Both teams have had long stretches in their history of irrelevance, meaning that it’s rare that they’re good at the same time, plus the Rams’ long spell in St. Louis causes a bit more cognitive dissonance about putting the Bengals and Rams together.
Overall, the Bengals have an 8-6 advantage in the all-time series, although the Rams won the last meeting — a 24-10 thumping in 2019 at Wembley Stadium that was part of Cincinnati’s 0-11 start to that 2-14 season.
That game, in what was the Rams’ worst season under Sean McVay, was the first time that the Bengals had met the Los Angeles Rams since Week 16 of the 1993 season, in what has to be one of the most forgettable games in NFL history, with both teams already well out of contention, and only a solitary, 1-yard rushing touchdown between them.
That game did feature a young Jerome Bettis. But he didn’t score the touchdown.
It was when the Rams were in the Midwest that these teams had their last matchup when both had winning records, but even that wasn’t really memorable. In the next-to-last game of 2003, St. Louis rolled to a 27-10 home rout, moving to 12-3 while Cincinnati fell to 8-7, on the way to 8-8 and out of the playoffs.
The Bengals’ first game against the St. Louis Rams also was… not super memorable. It was Lawrence Phillips’ first game in the NFL, and Ki-Jana Carter’s too, and it was the opener of the 1996 season… in which neither team was any good, and you could tell from their encounter at the TWA Dome.
You’ve got to go all the way back to 1990 for the last time the Bengals and Rams squared off in California, and their matchup was a good one.
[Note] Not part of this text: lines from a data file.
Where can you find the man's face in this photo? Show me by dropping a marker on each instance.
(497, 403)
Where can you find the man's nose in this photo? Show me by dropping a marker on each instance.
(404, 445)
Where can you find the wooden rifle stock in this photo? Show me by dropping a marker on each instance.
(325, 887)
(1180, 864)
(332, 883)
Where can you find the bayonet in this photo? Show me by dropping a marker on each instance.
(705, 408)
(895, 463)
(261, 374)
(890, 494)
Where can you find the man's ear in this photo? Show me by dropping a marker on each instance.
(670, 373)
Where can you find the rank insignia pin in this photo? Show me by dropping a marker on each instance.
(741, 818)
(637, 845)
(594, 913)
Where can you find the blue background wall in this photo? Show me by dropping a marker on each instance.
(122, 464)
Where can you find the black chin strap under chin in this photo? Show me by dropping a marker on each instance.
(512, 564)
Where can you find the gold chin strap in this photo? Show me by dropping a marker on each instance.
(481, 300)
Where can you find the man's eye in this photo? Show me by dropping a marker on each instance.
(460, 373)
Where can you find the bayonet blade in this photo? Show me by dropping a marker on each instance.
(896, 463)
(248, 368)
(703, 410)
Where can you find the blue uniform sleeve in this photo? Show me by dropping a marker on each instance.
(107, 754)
Cincinnati got 490 passing yards from Boomer Esiason, but blew a two-touchdown lead in the second half as Jim Everett and Cleveland Gary led the Rams’ comeback.
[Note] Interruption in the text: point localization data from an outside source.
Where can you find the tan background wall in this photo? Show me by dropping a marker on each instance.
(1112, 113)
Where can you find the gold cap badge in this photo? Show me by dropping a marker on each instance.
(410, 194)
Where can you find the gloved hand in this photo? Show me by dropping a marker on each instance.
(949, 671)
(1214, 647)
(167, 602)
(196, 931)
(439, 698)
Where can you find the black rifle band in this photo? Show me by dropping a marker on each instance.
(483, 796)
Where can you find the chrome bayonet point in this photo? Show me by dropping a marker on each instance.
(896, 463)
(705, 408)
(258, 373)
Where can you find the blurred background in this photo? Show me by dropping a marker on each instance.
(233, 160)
There were 1,059 yards of total offense in that game, and Jim Breech won it for the Bengals with an overtime field goal.
In 1990, the Rams were playing in Anaheim. The last Rams-Bengals game with a Los Angeles dateline was an upset on Monday Night Football in 1978, the 12-loss Bengals under interim coach Homer Rice knocking off a Rams team that would go to that year’s NFC title game.
Perhaps the Rams could have been a little more aggressive offensively in that game than having Frank Corral kick field goals from 20, 29, and 17 yards.
The other time that the Bengals met the Rams on their L.A. turf was the first meeting between the clubs, and that resulted in one of nine games in NFL history in which each team recorded a safety.
That initial encounter was not entirely a harbinger of what was to come. Only five of the 14 all-time meetings between the Bengals and Rams have been decided by one score, and only two in the last 40 years.